Meaning of CAMERON, JULIA MARGARET in English

born June 11, 1815, Calcutta died Jan. 26, 1879, Kalutara, Ceylon British photographer, considered one of the greatest portrait photographers of the 19th century. In 1848, she moved to England with her husband, a retired colonial official, and her family, settling in 1860 on the Isle of Wight to be near the poet Alfred Lord Tennyson. Around 1863, she received a camera as a gift. She converted a chicken coop into a studio and a coal bin into a darkroom and began making portraits. Among her sitters were her friends the poets Tennyson and Henry Wadsworth Longfellow, the astronomer Sir John Herschel, the writer Thomas Carlyle, and the scientist Charles Darwin. Especially noteworthy are her sensitive renderings of female beauty, as in the portraits Ellen Terry (1864) and Mrs. Herbert Duckworth (1867). Like many Victorian photographers, Mrs. Cameron made allegorical and illustrative studio photographs in imitation of the popular Romantic and Pre-Raphaelite paintings of the day. At Tennyson's request, she illustrated his Idylls of the King with her photographs. These photographs show the influence of the painter George Frederic Watts, her friend and mentor for more than 20 years.

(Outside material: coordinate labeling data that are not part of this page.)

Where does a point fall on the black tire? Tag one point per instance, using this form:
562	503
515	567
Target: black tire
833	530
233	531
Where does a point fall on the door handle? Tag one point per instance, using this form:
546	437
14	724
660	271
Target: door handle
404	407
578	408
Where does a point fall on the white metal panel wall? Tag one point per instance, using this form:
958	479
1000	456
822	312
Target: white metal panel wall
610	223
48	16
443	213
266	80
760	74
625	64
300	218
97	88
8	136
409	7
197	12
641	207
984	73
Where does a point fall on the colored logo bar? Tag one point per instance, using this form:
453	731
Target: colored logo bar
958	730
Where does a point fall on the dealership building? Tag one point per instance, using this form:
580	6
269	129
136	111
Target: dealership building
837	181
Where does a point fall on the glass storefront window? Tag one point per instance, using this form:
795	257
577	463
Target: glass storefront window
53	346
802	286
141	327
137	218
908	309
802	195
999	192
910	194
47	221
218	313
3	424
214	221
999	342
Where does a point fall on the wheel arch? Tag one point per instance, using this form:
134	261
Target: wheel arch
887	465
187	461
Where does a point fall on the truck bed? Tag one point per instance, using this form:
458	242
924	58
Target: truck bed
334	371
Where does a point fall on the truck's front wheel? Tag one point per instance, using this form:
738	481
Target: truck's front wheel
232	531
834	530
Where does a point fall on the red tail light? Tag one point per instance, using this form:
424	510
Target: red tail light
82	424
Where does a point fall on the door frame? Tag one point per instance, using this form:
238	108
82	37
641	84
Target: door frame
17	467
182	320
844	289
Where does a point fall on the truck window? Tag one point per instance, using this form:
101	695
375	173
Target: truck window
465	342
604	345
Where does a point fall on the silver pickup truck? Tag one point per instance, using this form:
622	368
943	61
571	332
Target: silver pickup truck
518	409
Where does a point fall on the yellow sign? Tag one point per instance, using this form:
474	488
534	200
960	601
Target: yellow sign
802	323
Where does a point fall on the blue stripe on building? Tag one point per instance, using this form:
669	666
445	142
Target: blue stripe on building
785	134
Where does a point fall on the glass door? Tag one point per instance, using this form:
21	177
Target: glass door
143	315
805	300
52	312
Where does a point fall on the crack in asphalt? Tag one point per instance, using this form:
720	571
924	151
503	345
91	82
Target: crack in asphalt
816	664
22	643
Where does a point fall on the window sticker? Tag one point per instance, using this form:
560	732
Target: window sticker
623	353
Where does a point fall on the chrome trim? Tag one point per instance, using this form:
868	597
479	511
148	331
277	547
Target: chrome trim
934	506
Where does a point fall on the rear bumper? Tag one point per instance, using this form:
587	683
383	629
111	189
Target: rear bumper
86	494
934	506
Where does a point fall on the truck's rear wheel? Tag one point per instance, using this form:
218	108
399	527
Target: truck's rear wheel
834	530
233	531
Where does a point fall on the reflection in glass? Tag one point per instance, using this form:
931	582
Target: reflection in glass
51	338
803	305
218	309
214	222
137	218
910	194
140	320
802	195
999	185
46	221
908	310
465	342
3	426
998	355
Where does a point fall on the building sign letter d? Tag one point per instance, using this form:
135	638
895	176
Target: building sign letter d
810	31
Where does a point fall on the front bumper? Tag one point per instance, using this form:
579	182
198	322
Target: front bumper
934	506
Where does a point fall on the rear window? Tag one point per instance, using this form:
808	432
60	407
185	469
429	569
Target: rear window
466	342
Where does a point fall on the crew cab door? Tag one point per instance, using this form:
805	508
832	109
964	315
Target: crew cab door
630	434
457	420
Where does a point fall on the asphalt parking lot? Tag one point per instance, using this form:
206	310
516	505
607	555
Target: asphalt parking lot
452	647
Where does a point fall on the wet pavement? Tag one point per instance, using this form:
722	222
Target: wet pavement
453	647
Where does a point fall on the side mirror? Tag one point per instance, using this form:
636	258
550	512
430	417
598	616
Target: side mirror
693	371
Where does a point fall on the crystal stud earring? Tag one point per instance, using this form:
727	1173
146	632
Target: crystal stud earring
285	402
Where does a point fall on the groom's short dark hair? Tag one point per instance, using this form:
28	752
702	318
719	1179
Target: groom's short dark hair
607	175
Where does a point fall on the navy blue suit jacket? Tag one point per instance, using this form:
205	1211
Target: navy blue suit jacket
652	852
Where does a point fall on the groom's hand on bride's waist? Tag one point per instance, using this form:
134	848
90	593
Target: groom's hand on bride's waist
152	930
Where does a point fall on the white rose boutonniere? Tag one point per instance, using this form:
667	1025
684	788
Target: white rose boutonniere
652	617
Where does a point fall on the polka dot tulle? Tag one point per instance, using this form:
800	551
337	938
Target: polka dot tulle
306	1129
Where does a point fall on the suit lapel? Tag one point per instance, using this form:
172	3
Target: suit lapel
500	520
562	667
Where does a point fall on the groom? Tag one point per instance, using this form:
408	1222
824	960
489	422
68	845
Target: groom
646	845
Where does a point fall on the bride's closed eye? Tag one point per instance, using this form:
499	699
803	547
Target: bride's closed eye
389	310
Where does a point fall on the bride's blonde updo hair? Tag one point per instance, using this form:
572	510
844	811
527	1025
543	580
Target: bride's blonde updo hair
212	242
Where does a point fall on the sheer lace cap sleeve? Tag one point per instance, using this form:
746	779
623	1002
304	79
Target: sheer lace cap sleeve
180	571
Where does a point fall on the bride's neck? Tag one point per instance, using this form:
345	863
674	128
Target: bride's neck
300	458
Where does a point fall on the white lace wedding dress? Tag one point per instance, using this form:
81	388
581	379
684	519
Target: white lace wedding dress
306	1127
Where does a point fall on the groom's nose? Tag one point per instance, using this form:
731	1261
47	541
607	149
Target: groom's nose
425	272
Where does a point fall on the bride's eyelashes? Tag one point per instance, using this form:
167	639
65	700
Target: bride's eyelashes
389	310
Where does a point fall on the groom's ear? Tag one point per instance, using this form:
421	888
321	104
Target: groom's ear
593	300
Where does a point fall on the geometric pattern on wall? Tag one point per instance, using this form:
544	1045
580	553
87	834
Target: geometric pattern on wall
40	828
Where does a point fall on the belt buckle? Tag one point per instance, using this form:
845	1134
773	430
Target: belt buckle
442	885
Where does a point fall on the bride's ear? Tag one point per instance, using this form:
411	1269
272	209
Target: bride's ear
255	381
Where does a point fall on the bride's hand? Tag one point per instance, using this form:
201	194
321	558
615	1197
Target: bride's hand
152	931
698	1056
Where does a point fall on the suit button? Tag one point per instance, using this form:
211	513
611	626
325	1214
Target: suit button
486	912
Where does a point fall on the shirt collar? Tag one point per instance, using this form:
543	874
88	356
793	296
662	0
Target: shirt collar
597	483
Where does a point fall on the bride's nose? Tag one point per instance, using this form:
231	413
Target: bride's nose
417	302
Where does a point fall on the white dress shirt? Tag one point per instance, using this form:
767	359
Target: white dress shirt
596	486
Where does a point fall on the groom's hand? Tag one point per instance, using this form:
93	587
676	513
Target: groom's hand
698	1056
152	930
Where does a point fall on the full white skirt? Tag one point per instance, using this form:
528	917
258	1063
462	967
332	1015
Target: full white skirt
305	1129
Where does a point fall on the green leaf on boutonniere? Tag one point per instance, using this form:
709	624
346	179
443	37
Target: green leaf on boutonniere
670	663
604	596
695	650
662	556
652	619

Mrs. Cameron was often criticized for poor technique. Some of her pictures are out of focus, her plates are sometimes cracked and often display her fingerprints. But in her portraits, she was interested in spiritual depth, not technical perfection, and they are considered among the finest in the medium. In 1875, she and her husband left for Ceylon. Nearly destitute, they took with them a cow, Mrs. Cameron's photographic equipment, and two coffins, in case they should not be available in the East. She continued to photograph and, according to legend, her dying word was Beautiful!